The other anti-flu drug is zanamivir (trade name Relenza). Unfortunately, it requires an inhaler to deliver the drug and is therefore not as easy to take as oseltamivir.

The key issue is therefore how to address the global patent monopoly of Roche. Cipla has indicated that it is willing to supply oseltamivir to other countries. However legal action by Roche could still remain a problem if countries do not issue a compulsory license and use this to buy oseltamivir from Cipla. For Cipla to ramp up production quickly to meet global demands may not be easy at short notice – so the patent scenario needs to be sorted out now.

However, oseltamivir is not a magic bullet against flu. At best it will help serious cases somewhat and not effect an immediate cure for all flu victims. So prevention through vaccination is still the best line of defense against a flu pandemic.

Vaccines for the current flu strain may take some months to make. Producing it in adequate quantities for a major outbreak demands that vaccine production be ramped up drastically from the current capacity of 400 million doses annually. This is difficult to do quickly. Though WHO is meeting vaccine manufacturers and trying to generate the basic seed stock for the vaccine, the key question is should production of seasonal flu vaccine be diverted to production of swine flu variant. Since nobody has a reliable crystal ball from predicting the spread of swine flue, a choice between the two could rebound later.

It is unfortunate that the government of India has recently shut down three public sector vaccine manufacturing firms. To see vaccine manufacture through the prism of market economies is not to understand either public health or economics. The cost of treating a sick population is much higher than preventing disease. Or is it that there is a vested interest in disease and the big bucks that pharma companies make? Therefore the shutting down of vaccine manufacturing companies?

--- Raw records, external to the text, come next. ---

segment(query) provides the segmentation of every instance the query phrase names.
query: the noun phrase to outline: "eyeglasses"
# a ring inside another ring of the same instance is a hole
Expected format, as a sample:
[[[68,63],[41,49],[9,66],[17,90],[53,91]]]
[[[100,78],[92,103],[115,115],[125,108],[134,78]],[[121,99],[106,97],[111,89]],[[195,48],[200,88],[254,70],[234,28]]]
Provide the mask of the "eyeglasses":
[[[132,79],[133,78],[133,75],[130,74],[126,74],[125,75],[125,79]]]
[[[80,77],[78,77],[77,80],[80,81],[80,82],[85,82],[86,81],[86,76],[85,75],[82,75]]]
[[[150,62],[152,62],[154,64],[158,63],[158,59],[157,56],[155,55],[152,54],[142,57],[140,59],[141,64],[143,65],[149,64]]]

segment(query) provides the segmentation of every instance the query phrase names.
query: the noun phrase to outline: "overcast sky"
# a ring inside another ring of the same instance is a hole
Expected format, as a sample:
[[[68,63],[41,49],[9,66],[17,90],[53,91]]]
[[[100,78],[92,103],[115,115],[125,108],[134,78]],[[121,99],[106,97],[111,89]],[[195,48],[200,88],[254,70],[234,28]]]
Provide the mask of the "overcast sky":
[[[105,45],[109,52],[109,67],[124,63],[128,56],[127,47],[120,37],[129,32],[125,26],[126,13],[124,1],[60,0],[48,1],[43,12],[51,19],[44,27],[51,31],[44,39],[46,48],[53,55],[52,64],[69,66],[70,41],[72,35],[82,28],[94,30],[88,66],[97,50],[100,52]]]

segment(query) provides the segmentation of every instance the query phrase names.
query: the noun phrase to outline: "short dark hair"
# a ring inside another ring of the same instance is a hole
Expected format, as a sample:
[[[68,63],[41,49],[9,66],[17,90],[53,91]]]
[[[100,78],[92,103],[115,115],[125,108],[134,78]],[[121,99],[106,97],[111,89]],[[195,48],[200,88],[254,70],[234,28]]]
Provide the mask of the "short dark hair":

On the whole, the swine flu threat currently does not appear to pose a major threat of a pandemic killing millions. Unless it changes from now to September and appears in a far more virulent form. However, the swine flu issue does bring out the complexity in fighting disease today. It is not science but the mode of production and its juridical representation – Intellectual Property Rights – that stand in the way of combating disease. Science is the easy part, changing society is the far more difficult one.